Adidas next year intends to open a new shoe-making factory in the Atlanta region, a move by the German sportswear maker to start bringing production of its sports gear closer to American shoppers.
The facility, which Adidas calls a “Speedfactory,” will be a more than 74,000-square-foot production factory with a focus on running footwear, expected to be fully functional in the second half of 2017. Adidas says the new factory is targeting production of 50,000 pairs of shoes in 2017—a relatively small run considering Adidas makes around 300 million pairs of shoes each year. The company hopes to produce half a million pairs of shoes over the mid-term, though it declined to provide a specific timeline to achieve that goal.
Adidas—the world’s second-largest sportswear maker—says that by opening a U.S. facility it will shorten shipping distances and churn out performance goods at a faster pace for a local market. The U.S. Speedfactory will create around 160 jobs.
Last year, the company opened a Speedfactory in the Bavarian town of Ansbach, Germany, which is expected to begin large-scale production next year. Adidas had previously indicated it would also open a location in the U.S. but didn’t share where it would be located until Wednesday.
“For years our industry has been playing by the same rules manufacturing product remotely in Asia,” said Adidas Group executive board member Eric Liedtke. But with a design studio in Brooklyn and an upcoming factory in Atlanta, Liedtke says Adidas is able to “make product for the consumer, with the consumer, where the consumer lives in real time.”
Adidas isn’t alone in moving more toward producing goods locally.
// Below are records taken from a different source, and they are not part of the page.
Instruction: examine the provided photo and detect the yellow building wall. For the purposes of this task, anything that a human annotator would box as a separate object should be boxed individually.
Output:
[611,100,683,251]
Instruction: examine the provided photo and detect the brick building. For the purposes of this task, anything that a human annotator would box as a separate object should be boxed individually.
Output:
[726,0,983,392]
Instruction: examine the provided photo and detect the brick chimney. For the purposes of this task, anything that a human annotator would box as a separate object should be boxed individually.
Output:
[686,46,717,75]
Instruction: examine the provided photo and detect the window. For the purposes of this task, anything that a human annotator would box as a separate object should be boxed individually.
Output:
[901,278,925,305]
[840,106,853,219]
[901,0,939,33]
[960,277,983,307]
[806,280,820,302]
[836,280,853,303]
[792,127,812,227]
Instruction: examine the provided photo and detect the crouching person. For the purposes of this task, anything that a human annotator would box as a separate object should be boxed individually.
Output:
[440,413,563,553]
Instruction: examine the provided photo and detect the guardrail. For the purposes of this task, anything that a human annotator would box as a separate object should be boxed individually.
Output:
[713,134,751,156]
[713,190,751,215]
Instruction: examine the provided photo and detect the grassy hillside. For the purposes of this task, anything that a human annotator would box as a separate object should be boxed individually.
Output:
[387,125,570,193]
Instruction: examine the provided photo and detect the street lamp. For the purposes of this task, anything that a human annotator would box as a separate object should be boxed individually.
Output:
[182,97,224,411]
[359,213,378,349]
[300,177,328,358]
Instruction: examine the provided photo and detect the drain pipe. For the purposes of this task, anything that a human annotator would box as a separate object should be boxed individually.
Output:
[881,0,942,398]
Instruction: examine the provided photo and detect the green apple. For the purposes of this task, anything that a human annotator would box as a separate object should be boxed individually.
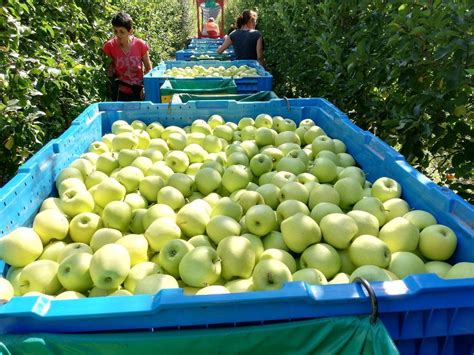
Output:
[156,186,186,211]
[311,135,336,156]
[0,277,15,304]
[188,234,215,249]
[20,260,61,295]
[224,277,255,293]
[379,217,420,253]
[60,187,94,217]
[349,234,392,268]
[252,259,292,291]
[425,261,452,278]
[69,212,103,244]
[102,201,132,233]
[217,236,256,281]
[445,262,474,279]
[0,227,43,267]
[328,272,350,285]
[319,213,358,249]
[304,125,326,144]
[237,117,255,130]
[194,167,222,195]
[135,274,179,295]
[166,132,188,150]
[117,166,145,193]
[165,150,189,173]
[146,122,164,139]
[235,192,265,214]
[372,177,402,202]
[202,134,223,153]
[383,198,410,221]
[179,246,221,287]
[280,213,321,253]
[309,202,342,224]
[145,217,181,252]
[92,178,127,208]
[241,233,265,262]
[310,158,338,183]
[222,165,251,193]
[206,216,241,245]
[334,177,364,209]
[143,203,176,230]
[95,152,120,176]
[123,192,148,212]
[116,234,148,266]
[276,200,310,221]
[292,268,328,285]
[38,240,67,262]
[117,149,140,167]
[33,209,69,245]
[176,200,210,237]
[158,239,194,279]
[337,248,356,275]
[124,261,163,293]
[84,170,109,190]
[90,244,130,289]
[275,131,301,147]
[308,184,341,209]
[245,205,277,237]
[58,253,94,292]
[275,156,306,180]
[112,132,138,152]
[388,251,426,280]
[262,231,290,252]
[250,153,273,176]
[300,243,341,280]
[279,181,309,204]
[352,197,387,226]
[349,265,392,282]
[256,184,280,209]
[87,141,110,155]
[196,285,230,296]
[254,113,273,128]
[89,228,122,252]
[259,249,297,273]
[334,153,356,168]
[183,143,209,164]
[403,210,438,231]
[418,224,458,261]
[39,197,60,212]
[148,138,170,156]
[347,210,380,237]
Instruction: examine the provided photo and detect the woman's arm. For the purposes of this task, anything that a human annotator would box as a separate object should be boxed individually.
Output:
[217,36,232,54]
[257,37,265,65]
[143,52,151,74]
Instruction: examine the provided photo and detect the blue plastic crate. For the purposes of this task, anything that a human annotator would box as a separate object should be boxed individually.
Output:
[176,48,235,60]
[0,99,474,354]
[144,60,273,103]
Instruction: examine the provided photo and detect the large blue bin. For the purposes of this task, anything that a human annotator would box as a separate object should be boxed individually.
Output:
[0,99,474,354]
[144,60,273,103]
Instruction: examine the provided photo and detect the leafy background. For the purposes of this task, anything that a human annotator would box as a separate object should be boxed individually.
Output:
[0,0,474,203]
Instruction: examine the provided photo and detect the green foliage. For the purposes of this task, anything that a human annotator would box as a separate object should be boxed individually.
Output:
[0,0,190,186]
[229,0,474,201]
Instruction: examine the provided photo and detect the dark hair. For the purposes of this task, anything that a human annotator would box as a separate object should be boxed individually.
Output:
[237,10,254,28]
[112,12,133,31]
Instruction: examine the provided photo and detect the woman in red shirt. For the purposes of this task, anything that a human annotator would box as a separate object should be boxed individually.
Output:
[102,12,151,101]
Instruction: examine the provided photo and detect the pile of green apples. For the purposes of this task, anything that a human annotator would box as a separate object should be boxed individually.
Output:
[164,65,259,79]
[0,113,474,299]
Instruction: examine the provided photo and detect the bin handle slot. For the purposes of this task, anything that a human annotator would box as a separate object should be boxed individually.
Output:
[354,277,379,324]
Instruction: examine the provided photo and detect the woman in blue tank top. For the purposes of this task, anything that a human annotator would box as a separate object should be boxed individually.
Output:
[217,10,263,65]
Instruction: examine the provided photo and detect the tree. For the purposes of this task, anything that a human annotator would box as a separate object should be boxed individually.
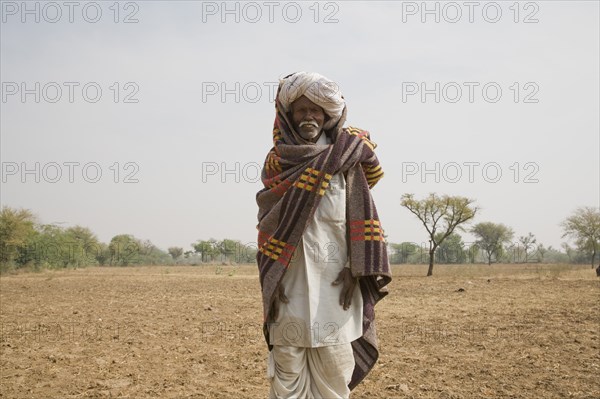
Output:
[519,233,537,263]
[561,206,600,268]
[0,206,35,265]
[471,222,514,265]
[389,242,420,264]
[400,193,479,276]
[436,233,467,263]
[168,247,183,260]
[108,234,142,266]
[192,238,219,263]
[537,243,552,262]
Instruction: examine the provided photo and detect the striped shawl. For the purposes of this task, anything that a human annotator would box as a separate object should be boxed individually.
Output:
[256,95,392,389]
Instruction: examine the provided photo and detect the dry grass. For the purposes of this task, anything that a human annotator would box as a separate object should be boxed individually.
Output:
[0,264,600,399]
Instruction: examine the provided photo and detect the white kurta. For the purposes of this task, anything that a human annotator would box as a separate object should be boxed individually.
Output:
[270,134,363,348]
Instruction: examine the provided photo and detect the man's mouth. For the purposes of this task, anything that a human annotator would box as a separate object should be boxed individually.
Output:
[298,121,319,129]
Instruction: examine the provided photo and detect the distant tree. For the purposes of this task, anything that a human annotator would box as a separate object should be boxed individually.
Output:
[471,222,514,265]
[400,193,479,276]
[168,247,183,260]
[389,242,420,264]
[217,238,240,262]
[108,234,142,266]
[537,243,552,262]
[465,242,481,263]
[561,206,600,268]
[519,233,537,263]
[435,233,467,263]
[0,206,35,265]
[192,238,220,263]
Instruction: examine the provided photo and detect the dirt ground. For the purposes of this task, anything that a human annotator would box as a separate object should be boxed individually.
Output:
[0,265,600,399]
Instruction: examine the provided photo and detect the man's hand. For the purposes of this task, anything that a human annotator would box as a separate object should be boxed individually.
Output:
[331,267,358,310]
[269,284,290,322]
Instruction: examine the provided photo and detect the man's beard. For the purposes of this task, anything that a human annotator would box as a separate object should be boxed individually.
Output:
[296,121,321,140]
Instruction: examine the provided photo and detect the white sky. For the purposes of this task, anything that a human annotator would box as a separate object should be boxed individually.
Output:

Baltimore-based Under Armour (UA) earlier this summer unveiled plans to open a 35,000-square-foot facility called the UA Lighthouse in Baltimore, which will be a center for manufacturing and design. In a recent interview with CNN, Under Armour CEO Kevin Plank said that the hope was that engineers and designers would find “better ways” to operate so the company could bring manufacturing back from overseas.